HUKUKİ DEĞERLENDİRME:
Bakılan davanın, .. ili, … ilçesi, … Mahallesi, … Mevkii, … ada, … parsel numarasında kayıtlı davacıya ait taşınmazın üçüncü derece arkeolojik sit alanı iken birinci derece arkeolojik sit alanına dönüştürülmesine yönelik … tarih ve … sayılı Muğla Kültür Varlıklarını Koruma Bölge Kurulu kararı sonrasında Kültür ve Turizm Bakanlığı Kültür Varlıklarını Koruma Yüksek Kurulu’na yapılan 24/12/2019 kayıt tarihli (ikinci) başvurunun, konunun daha önce yüksek kurulda görüşüldüğü ve yüksek kurul kararlarının nihai olduğundan bahisle bir daha değerlendirilemeyeceği belirtilerek reddine ilişkin … tarih ve …sayılı Kültür ve Turizm Bakanlığı Kültür Varlıkları ve Müzeler Genel Müdürlüğü işleminin iptali istemiyle açıldığı anlaşıldığından, bu uyuşmazlıkla ilgili bölge idare mahkemesi idari dava dairesince yapılan istinaf incelemesi neticesinde verilen kararın temyiz edilmesi, yukarıda anılan Kanun hükümleri kapsamında mümkün değildir.

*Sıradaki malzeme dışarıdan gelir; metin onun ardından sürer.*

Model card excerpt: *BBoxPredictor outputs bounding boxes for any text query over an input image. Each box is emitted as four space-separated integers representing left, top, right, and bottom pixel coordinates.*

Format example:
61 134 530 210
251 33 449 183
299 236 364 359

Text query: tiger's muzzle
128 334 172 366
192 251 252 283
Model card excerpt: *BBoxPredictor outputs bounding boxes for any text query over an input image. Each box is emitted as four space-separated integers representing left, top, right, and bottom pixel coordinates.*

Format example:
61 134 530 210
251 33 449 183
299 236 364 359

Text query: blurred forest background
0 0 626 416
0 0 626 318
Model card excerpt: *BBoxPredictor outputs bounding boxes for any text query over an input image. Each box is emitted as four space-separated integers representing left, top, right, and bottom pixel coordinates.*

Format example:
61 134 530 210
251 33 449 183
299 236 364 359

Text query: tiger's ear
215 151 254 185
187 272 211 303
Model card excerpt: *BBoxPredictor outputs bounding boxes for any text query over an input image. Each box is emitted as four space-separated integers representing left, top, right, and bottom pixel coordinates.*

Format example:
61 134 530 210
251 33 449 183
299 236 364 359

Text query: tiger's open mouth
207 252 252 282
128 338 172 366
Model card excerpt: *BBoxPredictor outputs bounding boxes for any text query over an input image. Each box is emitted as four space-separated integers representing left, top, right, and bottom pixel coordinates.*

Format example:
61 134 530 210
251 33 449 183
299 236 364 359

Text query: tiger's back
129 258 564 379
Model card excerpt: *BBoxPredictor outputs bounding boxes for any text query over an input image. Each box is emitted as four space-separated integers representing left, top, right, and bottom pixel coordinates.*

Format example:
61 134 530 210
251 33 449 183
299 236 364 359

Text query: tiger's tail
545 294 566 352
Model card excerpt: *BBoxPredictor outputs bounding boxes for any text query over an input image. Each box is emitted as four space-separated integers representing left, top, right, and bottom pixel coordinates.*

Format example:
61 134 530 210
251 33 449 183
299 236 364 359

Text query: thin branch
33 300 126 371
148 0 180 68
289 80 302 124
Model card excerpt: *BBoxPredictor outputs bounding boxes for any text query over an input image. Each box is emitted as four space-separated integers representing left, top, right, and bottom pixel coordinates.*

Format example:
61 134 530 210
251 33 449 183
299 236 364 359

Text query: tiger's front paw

Temyiz istemine konu Bölge İdare Mahkemesi kararının hüküm fıkrasında, temyiz yolunun açık olduğunun belirtilmesinin, kanunen temyiz yolu öngörülmeyen davalarda ilgilisine temyiz hakkı vermeyeceği de açıktır.

KARAR SONUCU:
Açıklanan nedenlerle;
1. … Bölge İdare Mahkemesi … İdari Dava Dairesi’nin … tarihli, E:…, K:… sayılı kararına karşı yapılan TEMYİZ İSTEMİNİN İNCELENMEKSİZİN REDDİNE,
2. 2577 sayılı İdari Yargılama Usulü Kanunu’nun 50. maddesi uyarınca, bu kararın taraflara tebliğini ve bir örneğinin de anılan İdari Dava Dairesine gönderilmesini teminen dosyanın Muğla 1. İdare Mahkemesine gönderilmesine, 28/03/2023 kesin olarak, oyçokluğuyla karar verildi.

KARŞI OY (X):
Bakılan davanın, Muğla ili, Bodrum ilçesi, …Mahallesi,… Mevkii, … ada, …parsel numarasında kayıtlı davacıya ait taşınmazın üçüncü derece arkeolojik sit alanı iken birinci derece arkeolojik sit alanına dönüştürülmesine yönelik … tarih ve … sayılı Muğla Kültür Varlıklarını Koruma Bölge Kurulu kararı sonrasında Kültür ve Turizm Bakanlığı Kültür Varlıklarını Koruma Yüksek Kurulu’na yapılan 24/12/2019 kayıt tarihli (ikinci) başvurunun, konunun daha önce yüksek kurulda görüşüldüğü ve yüksek kurul kararlarının nihai olduğundan bahisle bir daha değerlendirilemeyeceği belirtilerek reddine ilişkin 10/01/2020 tarih ve 330903 sayılı Kültür ve Turizm Bakanlığı Kültür Varlıkları ve Müzeler Genel Müdürlüğü işleminin iptali istemiyle açıldığı anlaşılmaktadır.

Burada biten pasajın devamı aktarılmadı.